“Teaching people not to think”

This is my review of Iron Curtain: The Crushing of Eastern Europe 1944-56 by Anne Applebaum.

Would Eisenhower have allowed the Russians to take Berlin in order to spare his troops if he had foreseen that the Soviets would go on to impose Communism on Eastern Europe for almost half a century? With a focus on Poland, Hungary and East Germany, Anne Applebaum draws on the memoirs of people who lived through the period, to dissect the evidence for how the USSR managed to crush opposition: mass deportations to fit nationalities within the "correct" boundaries, promotion of "Moscow men" into key positions, indoctrination of the young, suppression of the Catholic church, control of the media, to name a few aspects. Repression grew under the "High Stalinism" of the early 50s once the complacent belief that east Europeans would vote for communism was seen to be a delusion.

The chapters take a thematic approach, working logically from such topics as communists and policemen through politics and economics to issues of "socialist realism", "ideal" planned cities, and reluctant collaborators. So, you can pick out what catches your interest, although it is most valuable to follow the author's train of thought. With the clear aspiration to be taken seriously as an academic work, this may contain too much detail for the general reader to retain, and the unpronounceable Polish names do not help, but Anne Applebaum is always cogent and relevant.

I was particularly interested in the exploration of how "the need to conform to a mendacious political reality left many people haunted by the sense that they were leading double lives". Freudian psychoanalysis was taboo in the USSR, and therefore in due course banned in, for instance, Hungary as well, because it was "too focused on the individual", eventually dismissed in the chillingly humourless jargon of the regime as "the domestic psychology of imperialism". We read of a boy's terror when his father angrily pointed out that the arrest of a general in a show trial did not mean that he was guilty.
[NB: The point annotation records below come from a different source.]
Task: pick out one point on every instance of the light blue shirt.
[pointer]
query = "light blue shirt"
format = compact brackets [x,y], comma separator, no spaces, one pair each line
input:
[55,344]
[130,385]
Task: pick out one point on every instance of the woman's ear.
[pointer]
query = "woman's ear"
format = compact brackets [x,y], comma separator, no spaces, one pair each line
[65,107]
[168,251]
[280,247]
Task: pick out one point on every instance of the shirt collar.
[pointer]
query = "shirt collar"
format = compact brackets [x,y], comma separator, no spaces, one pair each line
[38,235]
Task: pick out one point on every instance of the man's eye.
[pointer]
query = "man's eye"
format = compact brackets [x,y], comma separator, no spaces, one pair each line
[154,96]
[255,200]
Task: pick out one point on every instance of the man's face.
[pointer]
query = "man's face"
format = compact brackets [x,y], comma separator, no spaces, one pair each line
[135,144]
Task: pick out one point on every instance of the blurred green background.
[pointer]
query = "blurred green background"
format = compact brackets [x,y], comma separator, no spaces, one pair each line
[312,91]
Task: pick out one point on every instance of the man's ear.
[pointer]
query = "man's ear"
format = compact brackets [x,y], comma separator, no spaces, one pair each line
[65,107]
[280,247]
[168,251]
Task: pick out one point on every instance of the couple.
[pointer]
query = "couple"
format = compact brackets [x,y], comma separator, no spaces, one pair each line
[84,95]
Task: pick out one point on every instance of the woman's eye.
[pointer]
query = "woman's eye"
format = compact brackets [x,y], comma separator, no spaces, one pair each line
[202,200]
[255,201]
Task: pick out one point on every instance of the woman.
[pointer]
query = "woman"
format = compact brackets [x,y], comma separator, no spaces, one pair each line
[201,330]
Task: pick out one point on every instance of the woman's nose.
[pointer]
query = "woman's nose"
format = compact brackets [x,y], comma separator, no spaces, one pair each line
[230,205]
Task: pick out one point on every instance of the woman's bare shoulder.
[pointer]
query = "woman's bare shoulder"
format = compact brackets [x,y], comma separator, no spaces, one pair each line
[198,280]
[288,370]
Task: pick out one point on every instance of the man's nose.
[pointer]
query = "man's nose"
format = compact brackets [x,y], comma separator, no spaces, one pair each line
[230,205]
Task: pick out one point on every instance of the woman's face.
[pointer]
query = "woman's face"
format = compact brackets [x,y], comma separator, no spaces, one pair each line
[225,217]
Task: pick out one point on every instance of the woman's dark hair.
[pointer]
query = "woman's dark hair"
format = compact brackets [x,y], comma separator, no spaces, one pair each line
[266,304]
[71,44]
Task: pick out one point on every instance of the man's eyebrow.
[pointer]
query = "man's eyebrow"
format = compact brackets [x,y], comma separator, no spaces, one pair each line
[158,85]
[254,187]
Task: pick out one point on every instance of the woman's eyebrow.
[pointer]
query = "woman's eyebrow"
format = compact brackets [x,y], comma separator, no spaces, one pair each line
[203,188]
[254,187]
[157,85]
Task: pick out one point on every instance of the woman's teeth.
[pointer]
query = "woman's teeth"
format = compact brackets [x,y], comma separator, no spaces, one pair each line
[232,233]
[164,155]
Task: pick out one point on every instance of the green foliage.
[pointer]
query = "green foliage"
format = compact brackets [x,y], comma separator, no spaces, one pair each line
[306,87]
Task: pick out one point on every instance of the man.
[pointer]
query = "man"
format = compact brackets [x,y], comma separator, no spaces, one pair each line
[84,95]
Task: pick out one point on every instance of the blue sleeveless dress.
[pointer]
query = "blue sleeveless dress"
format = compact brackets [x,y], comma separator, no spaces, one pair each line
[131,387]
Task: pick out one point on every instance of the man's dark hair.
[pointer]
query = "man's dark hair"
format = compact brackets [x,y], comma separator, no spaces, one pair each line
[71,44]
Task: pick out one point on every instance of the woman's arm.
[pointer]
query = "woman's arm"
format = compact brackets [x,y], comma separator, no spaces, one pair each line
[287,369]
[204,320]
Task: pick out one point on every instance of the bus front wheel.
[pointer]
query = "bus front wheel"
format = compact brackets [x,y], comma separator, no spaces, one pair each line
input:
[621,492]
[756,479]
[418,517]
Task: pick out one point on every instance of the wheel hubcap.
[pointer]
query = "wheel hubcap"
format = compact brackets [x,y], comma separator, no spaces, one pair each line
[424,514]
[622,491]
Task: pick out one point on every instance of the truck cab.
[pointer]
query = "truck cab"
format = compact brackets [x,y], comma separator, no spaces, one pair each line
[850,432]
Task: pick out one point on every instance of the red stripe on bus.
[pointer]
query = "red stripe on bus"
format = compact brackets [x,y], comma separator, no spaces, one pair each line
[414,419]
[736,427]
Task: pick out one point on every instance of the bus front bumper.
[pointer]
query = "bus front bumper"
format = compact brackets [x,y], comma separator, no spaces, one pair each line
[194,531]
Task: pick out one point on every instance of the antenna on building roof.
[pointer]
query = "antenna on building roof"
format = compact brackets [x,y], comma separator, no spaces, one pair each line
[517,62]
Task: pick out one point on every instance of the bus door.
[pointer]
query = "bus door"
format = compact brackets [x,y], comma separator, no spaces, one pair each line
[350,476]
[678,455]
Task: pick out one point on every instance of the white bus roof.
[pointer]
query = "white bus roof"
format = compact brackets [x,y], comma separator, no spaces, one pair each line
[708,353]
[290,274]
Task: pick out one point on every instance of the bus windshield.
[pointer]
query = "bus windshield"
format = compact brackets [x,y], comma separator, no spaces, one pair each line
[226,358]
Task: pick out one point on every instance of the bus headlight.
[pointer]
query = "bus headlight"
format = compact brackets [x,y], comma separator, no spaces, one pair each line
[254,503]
This "banal truth" felt "like an earthquake" for if his father was right, the authorities must be arresting innocent citizens, but surely, only an enemy could think this was the case……

The helpful glossary of abbreviations and acronyms of the often suppressed political parties and of the notorious secret police organisations could have been supplemented with a reference list of the main individuals mentioned, and a timeline of events. The chapter on the abortive revolutions of the mid-fifties could have been expanded, although perhaps they are dealt with briefly since already well-covered elsewhere. Yet these are minor criticisms of a fascinating analysis which merits being kept on one's shelf as an ongoing reminder of the folly of the attempts to develop a "perfect" society through the exercise of unquestioned, unbending authority, not to mention the dangerous cult of the "supreme leader" in a society which ironically suppresses individuality.